Monday, November 26, 2007

Envy and Suspense

Okay, that last post was sort of a cheat. This was something I thought about in reading Ann Packer's "The Dive From Clausen's Pier" (very good so far). I'm not sure how it will relate to writing, but I have confidence that somehow it will.

One of the characters in her book lives with very few possessions. The main character (at first) envies him his uncomplicated life. This is a pretty common emotion, commamdments notwithstanding (or maybe there is a commandment because it's a common emotion). We envy the person happy with their job and say, "I want to work there!" We envy people who are content in their situations because we imagine that the situation and not the person is responsible for that contentment. And we imagine that because we want to believe that our situation, and not ourselves, is to blame for any unhappiness we feel.

What we really envy, though, is the contentment other people feel, not the specific situation they're in. If the guy with no possessions was filthy and miserable, we'd say, "man, I'm glad I have my car and my library of books and my collection of Hummel figurines."

Packer actually uses this in the book. Further along, the heroine starts to examine her possessions more critically and then to criticize the person living without. "Would it be so much trouble for him to hang one painting, something he liked?" (paraphrased). So she took something common (envy) and probed it, exploring the real foundations of it, and turned it around.
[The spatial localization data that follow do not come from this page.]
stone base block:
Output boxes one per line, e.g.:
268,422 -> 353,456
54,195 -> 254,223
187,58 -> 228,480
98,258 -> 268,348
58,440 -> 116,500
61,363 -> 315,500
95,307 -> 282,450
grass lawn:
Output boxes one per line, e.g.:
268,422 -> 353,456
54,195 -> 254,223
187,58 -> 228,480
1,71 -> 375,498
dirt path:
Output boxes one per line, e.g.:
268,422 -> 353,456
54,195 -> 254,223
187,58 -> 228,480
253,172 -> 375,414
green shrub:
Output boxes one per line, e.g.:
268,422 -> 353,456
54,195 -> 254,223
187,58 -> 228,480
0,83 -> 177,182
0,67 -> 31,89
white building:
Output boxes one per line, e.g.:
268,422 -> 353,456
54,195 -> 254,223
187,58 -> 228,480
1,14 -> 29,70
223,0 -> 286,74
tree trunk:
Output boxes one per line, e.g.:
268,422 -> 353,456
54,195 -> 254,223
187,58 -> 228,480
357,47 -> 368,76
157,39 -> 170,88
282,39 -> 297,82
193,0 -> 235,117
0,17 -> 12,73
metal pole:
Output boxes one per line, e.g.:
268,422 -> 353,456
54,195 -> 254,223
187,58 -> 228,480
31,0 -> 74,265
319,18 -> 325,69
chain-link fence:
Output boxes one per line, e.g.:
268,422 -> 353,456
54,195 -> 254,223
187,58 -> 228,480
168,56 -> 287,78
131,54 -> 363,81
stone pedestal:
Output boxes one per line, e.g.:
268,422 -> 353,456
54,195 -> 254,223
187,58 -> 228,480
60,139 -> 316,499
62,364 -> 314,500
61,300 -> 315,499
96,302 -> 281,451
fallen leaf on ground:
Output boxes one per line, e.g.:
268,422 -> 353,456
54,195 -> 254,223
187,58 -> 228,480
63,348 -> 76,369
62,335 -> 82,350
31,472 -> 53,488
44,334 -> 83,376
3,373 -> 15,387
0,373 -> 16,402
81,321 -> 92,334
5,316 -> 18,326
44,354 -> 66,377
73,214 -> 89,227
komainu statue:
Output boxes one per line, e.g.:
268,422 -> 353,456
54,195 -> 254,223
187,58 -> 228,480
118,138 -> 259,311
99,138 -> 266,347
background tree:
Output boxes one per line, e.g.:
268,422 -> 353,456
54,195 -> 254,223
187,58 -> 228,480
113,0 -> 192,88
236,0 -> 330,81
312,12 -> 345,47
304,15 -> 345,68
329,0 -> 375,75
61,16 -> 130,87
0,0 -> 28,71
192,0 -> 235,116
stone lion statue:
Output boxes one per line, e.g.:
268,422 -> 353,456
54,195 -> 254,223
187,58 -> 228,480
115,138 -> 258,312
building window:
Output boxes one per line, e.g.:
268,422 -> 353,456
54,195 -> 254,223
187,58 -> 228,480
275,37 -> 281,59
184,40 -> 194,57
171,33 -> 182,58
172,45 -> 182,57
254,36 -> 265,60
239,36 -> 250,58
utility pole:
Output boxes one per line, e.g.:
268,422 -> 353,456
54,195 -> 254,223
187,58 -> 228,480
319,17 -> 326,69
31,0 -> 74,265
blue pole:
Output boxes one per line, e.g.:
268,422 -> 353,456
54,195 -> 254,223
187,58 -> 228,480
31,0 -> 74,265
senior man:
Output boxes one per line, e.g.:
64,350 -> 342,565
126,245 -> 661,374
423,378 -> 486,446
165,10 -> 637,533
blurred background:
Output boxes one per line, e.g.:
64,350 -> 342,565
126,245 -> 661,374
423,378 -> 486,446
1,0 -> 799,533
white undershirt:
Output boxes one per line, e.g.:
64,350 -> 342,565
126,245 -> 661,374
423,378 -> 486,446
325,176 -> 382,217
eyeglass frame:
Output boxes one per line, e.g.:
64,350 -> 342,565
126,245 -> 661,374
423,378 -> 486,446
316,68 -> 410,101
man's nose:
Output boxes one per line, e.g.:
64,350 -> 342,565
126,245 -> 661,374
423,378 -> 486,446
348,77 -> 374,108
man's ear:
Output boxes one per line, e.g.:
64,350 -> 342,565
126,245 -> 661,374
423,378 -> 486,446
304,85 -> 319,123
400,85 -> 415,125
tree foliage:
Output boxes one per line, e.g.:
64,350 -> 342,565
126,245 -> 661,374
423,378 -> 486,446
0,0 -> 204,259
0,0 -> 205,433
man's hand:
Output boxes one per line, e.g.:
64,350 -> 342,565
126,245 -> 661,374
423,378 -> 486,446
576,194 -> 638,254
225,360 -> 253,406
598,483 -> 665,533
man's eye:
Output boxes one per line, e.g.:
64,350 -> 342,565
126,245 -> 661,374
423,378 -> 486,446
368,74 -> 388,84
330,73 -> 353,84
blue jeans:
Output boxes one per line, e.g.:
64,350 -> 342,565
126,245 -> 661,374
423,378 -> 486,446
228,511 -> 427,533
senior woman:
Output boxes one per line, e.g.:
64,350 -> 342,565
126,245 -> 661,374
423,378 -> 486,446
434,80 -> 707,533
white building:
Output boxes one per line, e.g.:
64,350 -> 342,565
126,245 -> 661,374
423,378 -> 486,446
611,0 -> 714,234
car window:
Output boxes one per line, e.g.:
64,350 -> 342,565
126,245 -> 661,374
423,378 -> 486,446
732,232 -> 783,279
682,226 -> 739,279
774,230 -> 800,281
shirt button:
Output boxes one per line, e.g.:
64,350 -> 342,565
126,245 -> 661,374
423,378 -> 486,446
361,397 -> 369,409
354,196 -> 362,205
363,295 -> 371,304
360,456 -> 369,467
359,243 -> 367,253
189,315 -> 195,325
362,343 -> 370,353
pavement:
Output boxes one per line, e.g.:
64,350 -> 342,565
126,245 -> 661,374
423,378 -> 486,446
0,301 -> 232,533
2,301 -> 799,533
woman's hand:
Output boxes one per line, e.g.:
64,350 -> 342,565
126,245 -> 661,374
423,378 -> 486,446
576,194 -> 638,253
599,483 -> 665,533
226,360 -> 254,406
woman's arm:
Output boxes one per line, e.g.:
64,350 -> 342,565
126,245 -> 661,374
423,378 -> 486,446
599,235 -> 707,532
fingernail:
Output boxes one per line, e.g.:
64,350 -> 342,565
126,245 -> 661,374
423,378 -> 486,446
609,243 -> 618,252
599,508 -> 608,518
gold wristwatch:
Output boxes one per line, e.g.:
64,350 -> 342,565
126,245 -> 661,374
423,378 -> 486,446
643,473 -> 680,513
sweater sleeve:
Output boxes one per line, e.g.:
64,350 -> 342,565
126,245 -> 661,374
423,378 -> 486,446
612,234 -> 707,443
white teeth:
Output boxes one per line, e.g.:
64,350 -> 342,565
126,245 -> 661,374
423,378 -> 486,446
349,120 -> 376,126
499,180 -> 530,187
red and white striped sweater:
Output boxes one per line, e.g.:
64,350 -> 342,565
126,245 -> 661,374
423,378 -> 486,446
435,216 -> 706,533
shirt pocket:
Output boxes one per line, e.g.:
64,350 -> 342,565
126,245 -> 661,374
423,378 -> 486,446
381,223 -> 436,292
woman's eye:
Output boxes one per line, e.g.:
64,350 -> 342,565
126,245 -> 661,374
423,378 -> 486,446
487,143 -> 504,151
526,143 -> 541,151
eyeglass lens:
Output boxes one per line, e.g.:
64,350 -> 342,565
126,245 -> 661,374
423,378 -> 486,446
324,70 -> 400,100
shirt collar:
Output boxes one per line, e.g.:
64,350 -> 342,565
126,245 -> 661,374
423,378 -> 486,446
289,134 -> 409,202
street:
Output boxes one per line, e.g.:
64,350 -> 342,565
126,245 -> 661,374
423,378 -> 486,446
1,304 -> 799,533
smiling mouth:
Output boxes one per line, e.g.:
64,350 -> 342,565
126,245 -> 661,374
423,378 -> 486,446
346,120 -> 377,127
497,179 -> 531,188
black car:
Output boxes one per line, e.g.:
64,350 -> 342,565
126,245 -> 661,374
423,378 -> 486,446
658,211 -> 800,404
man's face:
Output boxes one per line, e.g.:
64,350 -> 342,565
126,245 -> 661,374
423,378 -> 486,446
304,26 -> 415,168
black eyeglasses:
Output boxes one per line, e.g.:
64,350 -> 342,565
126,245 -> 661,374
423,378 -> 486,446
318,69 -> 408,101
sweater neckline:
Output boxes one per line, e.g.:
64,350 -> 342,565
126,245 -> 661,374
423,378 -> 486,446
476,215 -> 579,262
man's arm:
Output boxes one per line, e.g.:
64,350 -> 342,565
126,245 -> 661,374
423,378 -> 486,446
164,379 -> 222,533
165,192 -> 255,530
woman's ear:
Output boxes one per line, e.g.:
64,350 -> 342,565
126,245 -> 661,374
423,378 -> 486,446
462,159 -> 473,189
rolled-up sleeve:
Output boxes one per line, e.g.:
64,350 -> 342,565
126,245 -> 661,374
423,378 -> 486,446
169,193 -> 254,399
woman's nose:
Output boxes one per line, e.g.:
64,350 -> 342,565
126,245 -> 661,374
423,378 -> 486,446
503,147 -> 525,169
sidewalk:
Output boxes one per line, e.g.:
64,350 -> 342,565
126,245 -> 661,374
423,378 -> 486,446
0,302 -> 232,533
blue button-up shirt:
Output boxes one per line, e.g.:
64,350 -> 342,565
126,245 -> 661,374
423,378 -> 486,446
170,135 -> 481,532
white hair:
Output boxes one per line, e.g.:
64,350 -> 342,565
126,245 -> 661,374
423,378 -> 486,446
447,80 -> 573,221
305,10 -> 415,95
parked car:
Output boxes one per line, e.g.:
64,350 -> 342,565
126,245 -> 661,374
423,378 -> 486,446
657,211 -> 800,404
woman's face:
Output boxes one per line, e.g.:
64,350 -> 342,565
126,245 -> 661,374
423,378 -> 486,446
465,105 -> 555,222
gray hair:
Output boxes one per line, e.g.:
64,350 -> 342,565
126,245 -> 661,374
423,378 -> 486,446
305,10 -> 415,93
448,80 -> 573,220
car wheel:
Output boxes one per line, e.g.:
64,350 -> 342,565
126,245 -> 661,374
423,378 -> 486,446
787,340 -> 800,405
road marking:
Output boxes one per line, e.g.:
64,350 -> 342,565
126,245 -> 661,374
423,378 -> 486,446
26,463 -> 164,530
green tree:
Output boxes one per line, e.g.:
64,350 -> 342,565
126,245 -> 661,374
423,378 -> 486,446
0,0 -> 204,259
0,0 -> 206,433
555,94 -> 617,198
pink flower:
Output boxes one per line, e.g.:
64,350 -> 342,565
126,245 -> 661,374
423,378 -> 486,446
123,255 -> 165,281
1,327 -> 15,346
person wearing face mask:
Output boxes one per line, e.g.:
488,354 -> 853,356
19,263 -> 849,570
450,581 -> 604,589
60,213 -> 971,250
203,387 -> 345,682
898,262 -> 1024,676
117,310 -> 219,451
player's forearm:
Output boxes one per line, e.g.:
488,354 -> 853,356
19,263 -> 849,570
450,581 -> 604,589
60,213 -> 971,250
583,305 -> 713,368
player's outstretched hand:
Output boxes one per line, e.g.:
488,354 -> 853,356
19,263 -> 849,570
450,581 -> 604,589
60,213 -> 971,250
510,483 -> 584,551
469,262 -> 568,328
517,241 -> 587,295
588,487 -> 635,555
Without the heroine actually saying, "I realized that I envied his contentment and not his sparse life, so I decided to become content with my life," she eases us into that realization.

See, I knew I'd be able to bring that back around to writing somehow.

She also does a good job with suspense, often peppering the book with little teasers like, "it was only a week later that I saw his bedroom. [...] But first, we walked." She lets you know what's coming, just enough that you wonder, "how do they get to that point?" It keeps the book exciting. I am actually anxious to keep reading and find out what happens. But more about that in the review, when I finish.